La dernière rubrique, peut-être la plus hétéroclite, apparaît centrale lorsqu’on parle d’un Festival né dans une Europe meurtrie et divisée, évoluant aujourd’hui dans un monde (culturel) ouvert voire globalisé, ancré dans un territoire historiquement chargé et ouvert sur la Méditerranée. Les « lieux » du Festival, s’ils avaient déjà été abordés dans d’autres textes, sont plus systématiquement repris et sont, en eux-mêmes révélateurs de l’évolution d’une vision artistique (Le Grand Théâtre de Provence qui accueillera le premier Ring du Festival), voire politique (la réhabilitation du Stadium de Vitrolles avec Résurrection). Plusieurs structures sont mises en place pour œuvrer à la formation et au dialogue entre cultures et traditions musicales : créée en 1998 et aujourd’hui intégrée au réseau européen ENOA d’académies d’opéra, l’Académie du Festival est un vivier de création et de formation de jeunes artistes qui occupe désormais une place importante dans la programmation du Festival. En outre, l’Orchestre des Jeunes de la Méditerranée (OJM), créé en 1984, regroupe des musiciens provenant de 17 pays des deux rives de la Méditerranée. Ouvert par exemple au jazz et aux musiques traditionnelles, l’OJM a contribué à faire émerger un nouveau répertoire au Festival. La fin du numéro offre un aperçu passionnant du déroulement d’une année, d’une édition à une autre, et quelques pistes (à prolonger absolument) en matière de responsabilité sociale des organisations, question relativement nouvelle mais déjà centrale dans la gestion actuelle des institutions et (co-)productions lyriques.

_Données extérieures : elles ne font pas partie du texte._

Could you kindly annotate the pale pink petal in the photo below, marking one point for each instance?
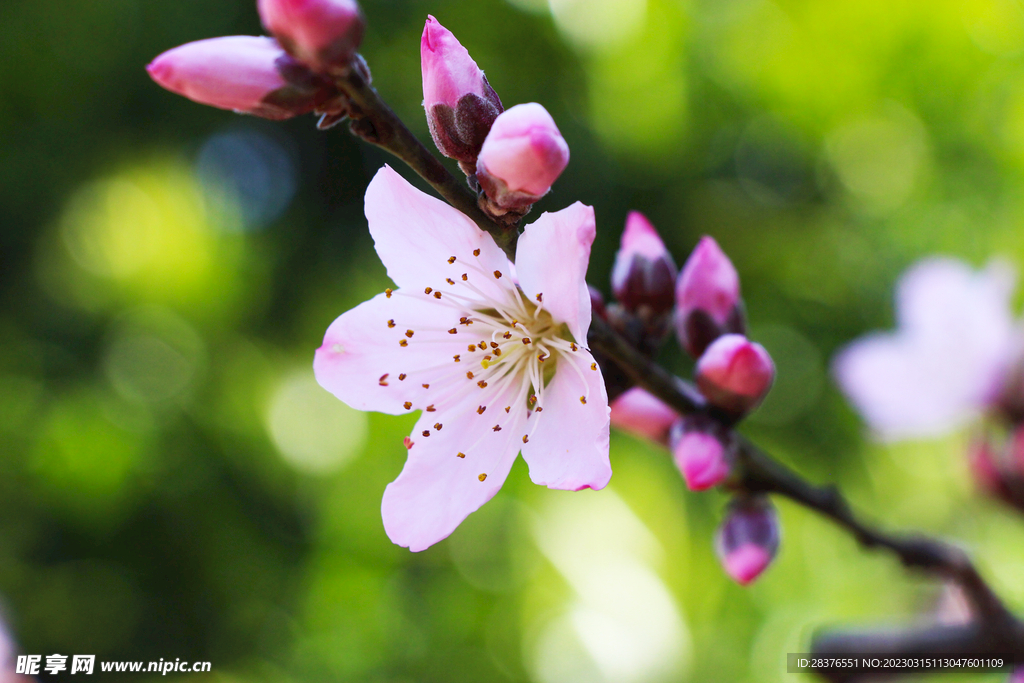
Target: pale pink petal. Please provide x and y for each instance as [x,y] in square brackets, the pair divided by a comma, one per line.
[437,488]
[416,236]
[552,259]
[569,447]
[361,358]
[640,413]
[943,365]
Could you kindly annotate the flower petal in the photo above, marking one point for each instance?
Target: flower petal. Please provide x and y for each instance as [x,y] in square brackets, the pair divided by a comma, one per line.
[552,259]
[416,236]
[437,488]
[569,449]
[363,356]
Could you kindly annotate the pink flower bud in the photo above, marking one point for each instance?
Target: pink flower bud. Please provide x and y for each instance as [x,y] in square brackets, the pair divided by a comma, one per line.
[461,104]
[246,74]
[521,157]
[748,540]
[644,273]
[323,34]
[707,298]
[735,374]
[702,453]
[640,413]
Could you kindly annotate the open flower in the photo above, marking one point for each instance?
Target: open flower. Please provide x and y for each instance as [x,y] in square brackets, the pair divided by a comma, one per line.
[947,360]
[497,365]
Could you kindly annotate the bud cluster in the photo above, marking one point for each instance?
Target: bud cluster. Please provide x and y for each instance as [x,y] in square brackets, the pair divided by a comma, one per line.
[272,78]
[732,373]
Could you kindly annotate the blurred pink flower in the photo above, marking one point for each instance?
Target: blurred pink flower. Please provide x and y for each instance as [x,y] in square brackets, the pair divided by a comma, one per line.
[947,357]
[496,366]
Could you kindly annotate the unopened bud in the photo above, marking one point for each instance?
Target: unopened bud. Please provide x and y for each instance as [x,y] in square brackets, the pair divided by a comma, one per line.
[323,34]
[702,452]
[521,157]
[644,273]
[708,302]
[247,74]
[461,104]
[748,540]
[640,413]
[734,374]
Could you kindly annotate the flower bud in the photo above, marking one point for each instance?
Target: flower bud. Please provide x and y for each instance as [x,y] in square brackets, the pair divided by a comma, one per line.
[246,74]
[735,374]
[521,157]
[644,273]
[748,540]
[642,414]
[461,104]
[707,298]
[323,34]
[702,452]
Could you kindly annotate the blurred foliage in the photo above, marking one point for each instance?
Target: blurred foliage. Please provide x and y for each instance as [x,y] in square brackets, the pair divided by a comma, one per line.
[174,484]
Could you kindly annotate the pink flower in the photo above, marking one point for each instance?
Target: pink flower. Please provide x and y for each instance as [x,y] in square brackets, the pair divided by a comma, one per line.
[735,374]
[241,73]
[496,366]
[749,539]
[640,413]
[707,298]
[321,33]
[644,273]
[461,104]
[522,156]
[944,363]
[700,454]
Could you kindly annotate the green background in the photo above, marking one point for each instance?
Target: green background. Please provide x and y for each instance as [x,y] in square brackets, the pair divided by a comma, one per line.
[174,484]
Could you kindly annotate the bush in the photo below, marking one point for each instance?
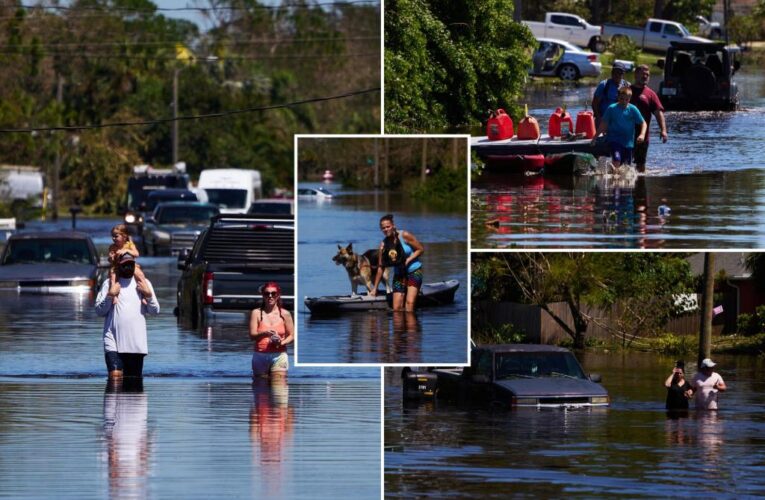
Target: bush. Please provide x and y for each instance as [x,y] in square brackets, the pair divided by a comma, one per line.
[503,334]
[672,344]
[623,48]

Fidèle à sa ligne éditoriale, l’Avant-scène propose ici un numéro à la fois riche, précis et fluide. Le spécialiste y trouvera d’une part de très nombreuses données historiques et factuelles et, d’autre part, un beau matériau pour une réflexion globale sur la place de l’opéra et d’un Festival dans le monde contemporain. Le néophyte y trouvera une présentation et un langage accessibles, et la promesse d’un beau voyage.